You will also need the id of the subscription you want to use. You can retrieve that running the following command.
az account show -o json
{
"environmentName": "AzureCloud",
"homeTenantId": "00000000-0000-0000-0000-000000000000",
"id": "00000000-0000-0000-0000-000000000000",
"isDefault": true,
"managedByTenants": [],
"name": "Subscription Name",
"state": "Enabled",
"tenantId": "00000000-0000-0000-0000-000000000000"
}
Some of the demos define components that use AWS infrastructure. To run those demos you must set the appropriate secrets to access AWS resources. If these secrets are not set the AWS infrastructure will not be provisioned.
You can follow the instructions from the AWS document Access key ID and secret access key to collect the required information.
The DevOps demo uses the Twitter input binding and requires Twitter keys and tokens. If these secrets are not set the DevOps demo will not run.
You can follow the instructions from the Twitter Developer Platform document Getting started to collect the required information.
Learn how to set Codespace secrets on the Managing encrypted secrets for your codespaces page. Make sure you assign them permission to the fork of this repository.

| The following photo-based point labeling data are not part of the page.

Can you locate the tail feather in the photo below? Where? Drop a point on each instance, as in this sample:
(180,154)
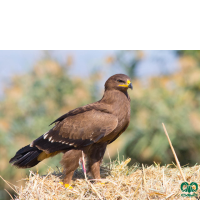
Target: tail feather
(26,157)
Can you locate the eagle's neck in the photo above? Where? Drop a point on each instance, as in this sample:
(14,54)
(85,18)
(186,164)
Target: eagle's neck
(115,97)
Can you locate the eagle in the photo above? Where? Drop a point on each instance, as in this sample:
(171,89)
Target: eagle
(86,130)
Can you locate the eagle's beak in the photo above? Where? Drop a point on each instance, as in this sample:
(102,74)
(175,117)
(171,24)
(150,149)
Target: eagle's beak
(130,86)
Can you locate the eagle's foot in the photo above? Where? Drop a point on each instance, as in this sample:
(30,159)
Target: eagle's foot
(66,185)
(101,182)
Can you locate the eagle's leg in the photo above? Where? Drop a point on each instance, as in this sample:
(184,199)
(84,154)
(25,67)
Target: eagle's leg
(96,153)
(70,162)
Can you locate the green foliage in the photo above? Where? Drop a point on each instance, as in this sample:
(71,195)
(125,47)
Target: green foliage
(173,100)
(36,99)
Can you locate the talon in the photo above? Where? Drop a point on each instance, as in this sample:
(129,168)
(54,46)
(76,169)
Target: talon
(68,186)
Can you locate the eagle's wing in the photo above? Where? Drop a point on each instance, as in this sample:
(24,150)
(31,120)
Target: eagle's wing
(78,130)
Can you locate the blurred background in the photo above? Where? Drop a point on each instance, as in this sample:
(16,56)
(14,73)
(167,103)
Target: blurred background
(36,87)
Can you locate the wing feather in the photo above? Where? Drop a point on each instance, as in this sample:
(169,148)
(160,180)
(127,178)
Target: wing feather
(84,128)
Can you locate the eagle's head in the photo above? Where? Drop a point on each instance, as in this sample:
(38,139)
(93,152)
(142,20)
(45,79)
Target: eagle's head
(118,82)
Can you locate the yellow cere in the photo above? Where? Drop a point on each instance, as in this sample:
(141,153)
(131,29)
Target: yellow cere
(126,85)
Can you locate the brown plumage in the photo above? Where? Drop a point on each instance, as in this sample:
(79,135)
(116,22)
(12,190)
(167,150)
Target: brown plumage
(88,129)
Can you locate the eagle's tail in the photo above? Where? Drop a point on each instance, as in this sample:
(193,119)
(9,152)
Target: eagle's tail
(26,157)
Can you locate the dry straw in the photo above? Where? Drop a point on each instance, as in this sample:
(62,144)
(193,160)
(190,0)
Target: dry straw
(122,182)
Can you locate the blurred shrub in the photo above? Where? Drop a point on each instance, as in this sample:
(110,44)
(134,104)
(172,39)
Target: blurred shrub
(174,100)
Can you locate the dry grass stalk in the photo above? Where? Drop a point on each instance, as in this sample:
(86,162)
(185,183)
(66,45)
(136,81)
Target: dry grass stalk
(123,182)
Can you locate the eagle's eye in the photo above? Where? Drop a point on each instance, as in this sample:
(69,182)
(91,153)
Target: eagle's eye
(120,81)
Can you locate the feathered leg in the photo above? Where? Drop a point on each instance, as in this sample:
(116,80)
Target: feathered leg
(70,162)
(95,156)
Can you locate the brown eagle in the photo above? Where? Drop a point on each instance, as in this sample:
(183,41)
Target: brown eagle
(88,129)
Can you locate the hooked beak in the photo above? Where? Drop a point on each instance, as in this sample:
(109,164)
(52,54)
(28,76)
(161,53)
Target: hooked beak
(130,86)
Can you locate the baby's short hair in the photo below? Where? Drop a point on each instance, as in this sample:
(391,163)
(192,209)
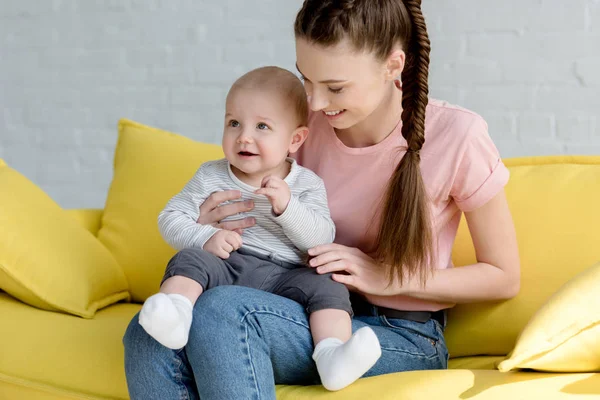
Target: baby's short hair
(280,82)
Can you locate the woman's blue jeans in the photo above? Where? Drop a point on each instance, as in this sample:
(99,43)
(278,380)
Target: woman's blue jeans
(244,341)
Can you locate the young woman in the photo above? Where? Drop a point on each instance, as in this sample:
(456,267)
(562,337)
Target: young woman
(399,170)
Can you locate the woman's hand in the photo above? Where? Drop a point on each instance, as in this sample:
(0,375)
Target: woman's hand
(277,191)
(212,213)
(363,273)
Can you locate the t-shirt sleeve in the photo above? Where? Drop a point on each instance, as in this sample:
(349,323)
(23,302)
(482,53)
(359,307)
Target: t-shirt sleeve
(481,174)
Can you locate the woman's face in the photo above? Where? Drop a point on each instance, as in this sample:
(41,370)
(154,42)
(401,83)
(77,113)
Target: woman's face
(347,86)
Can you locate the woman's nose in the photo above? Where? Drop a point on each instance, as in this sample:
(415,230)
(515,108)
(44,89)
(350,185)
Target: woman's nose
(317,101)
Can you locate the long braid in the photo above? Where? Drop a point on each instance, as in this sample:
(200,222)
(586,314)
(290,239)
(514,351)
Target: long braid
(405,238)
(407,199)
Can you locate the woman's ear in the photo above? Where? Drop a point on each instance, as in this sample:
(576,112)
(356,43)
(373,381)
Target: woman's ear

All the scripts in the repository are PowerShell scripts. When using Codespaces the terminal should default to PowerShell, if not type pwsh
to switch.
$ pwsh
Each demo has a workspace file in the root folder.
When you are ready to run a demo select Open Workspace... from the File menu. Select the workspace for the demo you want to run.

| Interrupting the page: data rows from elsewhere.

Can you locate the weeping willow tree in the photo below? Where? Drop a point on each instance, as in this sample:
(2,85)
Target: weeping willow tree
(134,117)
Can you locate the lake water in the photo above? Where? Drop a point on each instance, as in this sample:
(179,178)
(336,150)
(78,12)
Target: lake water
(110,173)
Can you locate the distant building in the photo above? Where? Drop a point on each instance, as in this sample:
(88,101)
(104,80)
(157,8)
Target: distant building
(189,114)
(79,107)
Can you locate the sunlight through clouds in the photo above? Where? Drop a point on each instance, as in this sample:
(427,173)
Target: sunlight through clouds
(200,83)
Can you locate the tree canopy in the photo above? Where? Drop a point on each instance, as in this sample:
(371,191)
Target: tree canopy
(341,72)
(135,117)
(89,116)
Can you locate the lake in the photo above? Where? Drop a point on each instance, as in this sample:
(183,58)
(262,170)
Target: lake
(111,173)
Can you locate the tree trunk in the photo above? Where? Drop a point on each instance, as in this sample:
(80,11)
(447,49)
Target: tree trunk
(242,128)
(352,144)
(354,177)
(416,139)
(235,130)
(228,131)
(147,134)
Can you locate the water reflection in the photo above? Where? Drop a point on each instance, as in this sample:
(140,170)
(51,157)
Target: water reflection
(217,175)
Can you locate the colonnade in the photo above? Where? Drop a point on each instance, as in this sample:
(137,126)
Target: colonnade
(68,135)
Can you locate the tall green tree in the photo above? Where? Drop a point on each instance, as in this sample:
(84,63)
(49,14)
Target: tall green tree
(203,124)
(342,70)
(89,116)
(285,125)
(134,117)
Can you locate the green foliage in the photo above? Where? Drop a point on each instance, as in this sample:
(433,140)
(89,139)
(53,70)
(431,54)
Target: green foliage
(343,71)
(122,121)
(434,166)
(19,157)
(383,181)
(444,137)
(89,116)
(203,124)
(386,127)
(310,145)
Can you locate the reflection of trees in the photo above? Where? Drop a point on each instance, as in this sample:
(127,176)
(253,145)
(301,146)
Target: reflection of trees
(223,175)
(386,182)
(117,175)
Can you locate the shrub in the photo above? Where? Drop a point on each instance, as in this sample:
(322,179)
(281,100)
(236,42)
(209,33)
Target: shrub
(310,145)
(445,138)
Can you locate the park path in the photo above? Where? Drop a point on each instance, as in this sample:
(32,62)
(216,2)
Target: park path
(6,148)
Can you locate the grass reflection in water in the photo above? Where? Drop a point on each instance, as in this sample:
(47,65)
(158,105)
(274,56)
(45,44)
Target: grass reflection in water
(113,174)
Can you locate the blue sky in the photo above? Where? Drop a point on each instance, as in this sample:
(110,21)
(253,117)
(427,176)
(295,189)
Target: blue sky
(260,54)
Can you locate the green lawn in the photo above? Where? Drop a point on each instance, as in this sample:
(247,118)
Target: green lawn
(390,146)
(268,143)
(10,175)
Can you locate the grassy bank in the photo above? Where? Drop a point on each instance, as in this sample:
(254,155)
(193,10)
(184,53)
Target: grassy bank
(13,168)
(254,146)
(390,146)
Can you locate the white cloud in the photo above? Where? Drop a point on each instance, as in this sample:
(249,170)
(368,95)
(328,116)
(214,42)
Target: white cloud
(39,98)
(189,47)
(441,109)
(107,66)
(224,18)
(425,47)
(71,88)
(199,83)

This will reload your Codespace and scope your Explorer to just the folders needed for this demo.
In the root of each demo workspace is a demo.ps1 file. From a terminal execute this file to load the sampleRequest.http file and issue the dapr run
command. The demo.ps1 file can accept a -env
parameter to run the demo against cloud resources. When the -env
parameter is used the script will provision the cloud resources if needed. The required cloud infrastructure can be deployed ahead of time by running the demo.ps1 with the -deployOnly
switch. The script uses the Azure CLI to deploy a bicep or TerraForm file to deploy the required infrastructure.
To provision all the infrastructure for all demos you can use the deployAll.ps1 script from the .scripts folder. This will run the demo.ps1 script of every demo with the -deployOnly
switch. There is also a cleanUpAll.ps1 script to delete all cloud resources and reset your repository.

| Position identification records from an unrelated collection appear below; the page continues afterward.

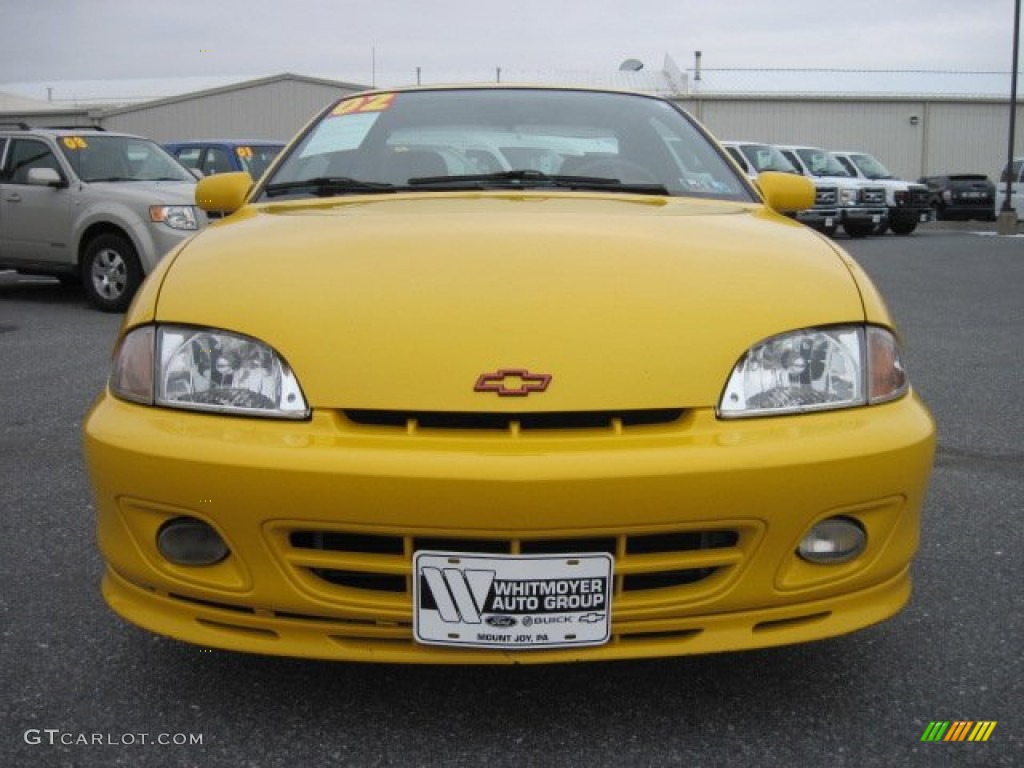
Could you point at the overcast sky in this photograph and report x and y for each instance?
(64, 40)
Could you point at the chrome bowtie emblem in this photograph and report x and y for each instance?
(512, 382)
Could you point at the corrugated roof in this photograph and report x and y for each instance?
(15, 102)
(847, 83)
(668, 81)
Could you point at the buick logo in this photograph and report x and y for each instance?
(512, 382)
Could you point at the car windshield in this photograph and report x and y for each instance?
(820, 163)
(767, 158)
(99, 158)
(256, 159)
(480, 138)
(869, 167)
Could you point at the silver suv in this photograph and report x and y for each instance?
(91, 206)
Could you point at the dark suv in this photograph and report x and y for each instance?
(91, 206)
(962, 196)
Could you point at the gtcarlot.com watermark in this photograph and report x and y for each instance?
(58, 737)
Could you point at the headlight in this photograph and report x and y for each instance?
(815, 369)
(206, 370)
(176, 217)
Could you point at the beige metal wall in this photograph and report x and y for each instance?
(270, 111)
(948, 136)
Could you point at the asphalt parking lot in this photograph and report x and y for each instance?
(81, 688)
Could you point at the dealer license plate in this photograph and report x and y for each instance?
(512, 601)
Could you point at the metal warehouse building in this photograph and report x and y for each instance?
(916, 125)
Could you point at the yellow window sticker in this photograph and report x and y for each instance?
(359, 104)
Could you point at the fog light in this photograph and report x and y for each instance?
(834, 541)
(185, 541)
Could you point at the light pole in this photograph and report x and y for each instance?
(1008, 215)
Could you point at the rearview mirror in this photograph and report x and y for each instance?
(223, 192)
(785, 193)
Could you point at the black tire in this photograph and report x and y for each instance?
(111, 272)
(858, 228)
(903, 226)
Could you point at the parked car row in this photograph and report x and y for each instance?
(225, 156)
(100, 208)
(853, 189)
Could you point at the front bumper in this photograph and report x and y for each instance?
(864, 215)
(378, 494)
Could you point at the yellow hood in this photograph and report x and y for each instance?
(403, 301)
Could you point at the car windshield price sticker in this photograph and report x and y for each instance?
(512, 601)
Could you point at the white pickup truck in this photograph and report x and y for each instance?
(908, 203)
(861, 204)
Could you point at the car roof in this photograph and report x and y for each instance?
(68, 131)
(226, 141)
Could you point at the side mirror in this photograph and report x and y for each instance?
(223, 192)
(785, 193)
(45, 177)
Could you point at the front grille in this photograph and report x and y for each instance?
(872, 196)
(920, 197)
(413, 421)
(370, 566)
(825, 197)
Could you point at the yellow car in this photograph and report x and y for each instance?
(491, 375)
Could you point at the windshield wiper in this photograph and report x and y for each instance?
(327, 185)
(524, 178)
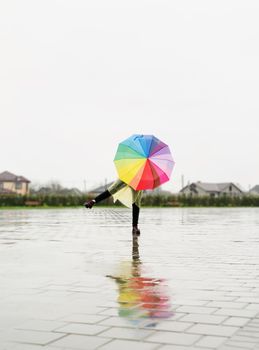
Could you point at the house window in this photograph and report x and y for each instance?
(18, 185)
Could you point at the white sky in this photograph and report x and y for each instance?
(77, 77)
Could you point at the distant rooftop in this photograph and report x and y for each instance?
(10, 177)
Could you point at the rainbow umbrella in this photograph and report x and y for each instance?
(143, 162)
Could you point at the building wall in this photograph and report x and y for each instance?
(231, 190)
(200, 191)
(23, 187)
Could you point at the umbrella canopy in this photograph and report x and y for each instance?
(143, 162)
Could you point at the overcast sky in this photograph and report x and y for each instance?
(77, 77)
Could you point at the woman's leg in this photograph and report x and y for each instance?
(135, 217)
(106, 194)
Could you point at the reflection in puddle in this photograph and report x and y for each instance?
(142, 300)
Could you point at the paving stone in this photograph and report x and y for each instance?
(81, 328)
(226, 304)
(84, 318)
(179, 347)
(127, 344)
(173, 338)
(213, 330)
(55, 273)
(126, 333)
(241, 345)
(197, 309)
(236, 321)
(236, 312)
(201, 318)
(211, 342)
(33, 337)
(41, 325)
(175, 326)
(79, 342)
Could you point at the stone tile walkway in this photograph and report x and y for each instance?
(75, 279)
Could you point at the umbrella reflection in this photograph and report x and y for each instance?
(142, 300)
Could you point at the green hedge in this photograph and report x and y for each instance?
(150, 200)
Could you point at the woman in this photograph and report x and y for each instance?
(126, 195)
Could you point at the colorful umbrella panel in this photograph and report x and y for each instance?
(143, 162)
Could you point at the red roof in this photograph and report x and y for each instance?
(9, 177)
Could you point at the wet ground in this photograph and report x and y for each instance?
(75, 279)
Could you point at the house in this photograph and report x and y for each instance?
(13, 184)
(254, 190)
(212, 189)
(98, 190)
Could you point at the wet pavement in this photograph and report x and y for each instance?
(75, 279)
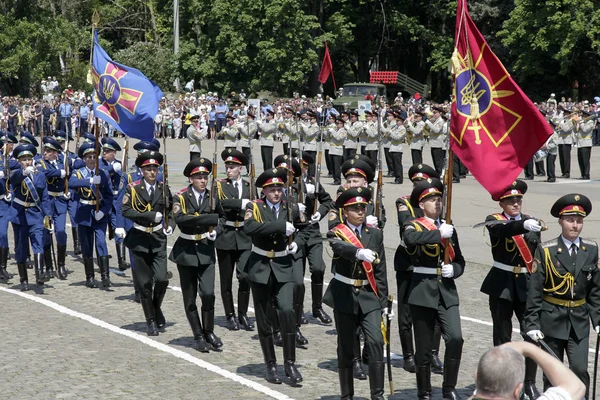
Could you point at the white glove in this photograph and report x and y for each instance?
(532, 225)
(315, 218)
(244, 203)
(372, 220)
(535, 334)
(289, 229)
(98, 215)
(447, 271)
(29, 171)
(365, 255)
(292, 248)
(446, 230)
(120, 232)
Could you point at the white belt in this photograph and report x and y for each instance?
(510, 268)
(147, 229)
(236, 224)
(270, 254)
(196, 237)
(427, 270)
(350, 281)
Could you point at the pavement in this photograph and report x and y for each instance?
(68, 341)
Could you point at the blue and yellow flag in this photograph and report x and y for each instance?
(123, 96)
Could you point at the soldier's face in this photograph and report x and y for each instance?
(571, 225)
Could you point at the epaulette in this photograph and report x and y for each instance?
(550, 243)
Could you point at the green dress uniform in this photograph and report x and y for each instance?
(147, 240)
(354, 301)
(433, 296)
(564, 291)
(270, 272)
(194, 254)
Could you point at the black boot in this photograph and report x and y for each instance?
(88, 266)
(123, 264)
(450, 378)
(268, 348)
(76, 244)
(62, 255)
(289, 358)
(208, 321)
(424, 382)
(104, 271)
(148, 308)
(357, 370)
(199, 342)
(22, 268)
(317, 295)
(376, 380)
(346, 383)
(408, 351)
(243, 300)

To encourage best practices the components are all configured using secret stores. After the infrastructure is deployed the script will collect all the information needed to configure the components and write the data to a local_secrets.json file or in environment variables. The file or environment variables are read in a secret store component used to configure the other components. The local_secrets.json file is listed in the .gitignore file of the repository so they are not accidentally committed.
To delete your cloud resources and restore the repository to pre-demo state run the cleanUp.ps1 file in the root of each workspace.
See the README.md files in each demo folder for instructions on how to run the demo.